Bu sözlerle PKK’nin misyonunu tamamladığını ve örgütsel biçimiyle miadını doldurduğunu ifade eden Öcalan, yeni dönemin temelini demokratik siyaset, hukuk ve barış olarak tanımladı.
Demokratik Modernite ve “Pozitif Entegrasyon” Vurgusu
Öcalan, “Barış ve Demokratik Toplum” başlıklı çağrının, pozitif entegrasyonist bir perspektifle yürütülmesi gerektiğini belirtti.
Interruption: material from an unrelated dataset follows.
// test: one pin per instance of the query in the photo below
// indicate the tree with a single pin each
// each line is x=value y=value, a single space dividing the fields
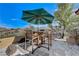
x=63 y=15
Ulus-devletçi amaçtan vazgeçmenin, toplumsal barış ve demokratik çözüme dayalı yeni bir stratejik hatta geçiş anlamına geldiğini ifade etti.
Silah Bırakma Süreci: “Bu Bir Kaybetme Değil, Tarihi Bir Kazanım”
Video açıklamada, silahların gönüllü biçimde bırakılmasına yönelik sürecin netleşmekte olduğunu belirten Öcalan, bu adımı bir “kaybetme” değil, halklar ve demokrasi açısından tarihi bir kazanım olarak değerlendirdi:
“Silah bırakmaya ilişkin detaylar belirlenecek ve hızlıca hayata geçirilecektir. Yapılan silahlı mücadele aşamasından demokratik siyaset ve hukuk aşamasına gönüllüce geçiştir.”
TBMM ve Komisyon Önerisi: Yasal ve Meşru Çözüm Arayışı
Yeni dönemde Türkiye Büyük Millet Meclisi bünyesinde kurulacak kapsamlı bir komisyonun, sürecin ilerlemesi açısından önemli olduğunu vurgulayan Öcalan, “önce sen-ben” tartışmalarına girilmeden, sürecin sorumlulukla ele alınmasını talep etti. Demokratik siyasetin güçlendirilmesi için tüm kesimlere çağrıda bulundu.
DEM ve Diğer Siyasi Yapılara Mesaj: Ortak Çaba Şart
Öcalan, TBMM çatısı altındaki DEM Parti başta olmak üzere, tüm siyasi partilerin süreci sahiplenmesini istedi. Özellikle silah bırakma ve demokratik geçiş sürecinde, meclis içinde oluşacak siyasi mutabakatın belirleyici olacağını vurguladı.
“Kişisel Özgürlük Değil, Toplumsal Özgürlük Önemlidir”
Kendi özgürlüğüne ilişkin tartışmalara da değinen Öcalan, özgürlüğü bireysel değil, toplumsal bir mesele olarak ele aldığını belirtti:
“Ben hiçbir zaman kendi özgürlüğümü bireysel bir sorun olarak görmedim. Birey özgürleştiği oranda toplum, toplum özgürleştiği oranda birey özgür olabilir.”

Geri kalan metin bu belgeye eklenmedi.